0

I want read csv file. It has 5 million rows and 13 columns. File size is 25GB. RAM server is 24GB.

df_list = []
chunksize = 100000
    
for chunk in pd.read_csv(path, chunksize=chunksize):
    df_list.append(chunk)

X = pd.concat(df_list)

After running a moment, it stop and error.

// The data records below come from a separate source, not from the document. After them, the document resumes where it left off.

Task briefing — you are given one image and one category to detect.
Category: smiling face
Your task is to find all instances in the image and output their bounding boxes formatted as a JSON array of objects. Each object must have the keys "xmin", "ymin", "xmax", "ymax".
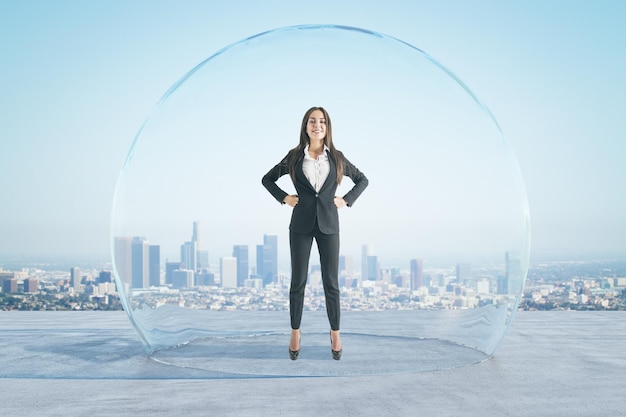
[{"xmin": 306, "ymin": 110, "xmax": 326, "ymax": 141}]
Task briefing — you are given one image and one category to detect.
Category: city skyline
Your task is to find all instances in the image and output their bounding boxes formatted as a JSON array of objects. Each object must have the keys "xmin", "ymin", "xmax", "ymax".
[{"xmin": 0, "ymin": 1, "xmax": 626, "ymax": 259}]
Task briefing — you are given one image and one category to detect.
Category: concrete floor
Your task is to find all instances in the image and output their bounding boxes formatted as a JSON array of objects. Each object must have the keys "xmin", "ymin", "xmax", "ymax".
[{"xmin": 0, "ymin": 312, "xmax": 626, "ymax": 417}]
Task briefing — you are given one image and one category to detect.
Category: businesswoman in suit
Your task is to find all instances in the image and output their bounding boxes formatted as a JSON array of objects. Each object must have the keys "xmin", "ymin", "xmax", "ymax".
[{"xmin": 262, "ymin": 107, "xmax": 368, "ymax": 360}]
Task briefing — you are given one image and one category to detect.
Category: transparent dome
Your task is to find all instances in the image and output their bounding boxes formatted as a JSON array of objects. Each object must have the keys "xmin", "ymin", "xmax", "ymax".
[{"xmin": 111, "ymin": 25, "xmax": 530, "ymax": 377}]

I want to stop or something if memory / RAM is 20GB.

Tawan
  • 49
  • 4
  • How many columns? Not helping, I know; I'm just curious since you said you only have 5 rows. –  Jul 10 '21 at 10:18
  • Split it by rows. There is even literal `split` command for that. Work with each part then combine results – Alex Yu Jul 10 '21 at 10:22
  • @JustinEzequiel Oh I put wrong. There are 5 million rows and 13 columns – Tawan Jul 10 '21 at 10:28
  • @AlexYu how to use split command? Can you give the example? – Tawan Jul 10 '21 at 10:29
  • @Tawan Look: https://stackoverflow.com/a/2016918/1168212 – Alex Yu Jul 10 '21 at 10:31
  • 2
    Do you really need to put everything in a list? Could you just process one chunk at a time and discard the previous chunk? – Barmar Jul 10 '21 at 10:33
  • @Barmar anyway is ok but I don't know how to do – Tawan Jul 10 '21 at 10:38
  • How are you trying to process the data? For example if you were just summing the first column, you would not need to read everything in at the same time. Could you show a worked example for say 5 rows in your question? i.e. show the desired output – Martin Evans Jul 10 '21 at 15:40

1 Answers1

0

Dask can be used for large file try this maybe helpful in your case

import time
from dask import dataframe as dd
start = time.time()
df = dd.read_csv(path)
end = time.time()
print("Read csv with dask: ",(end-start),"sec")
Maaz Irfan
  • 81
  • 8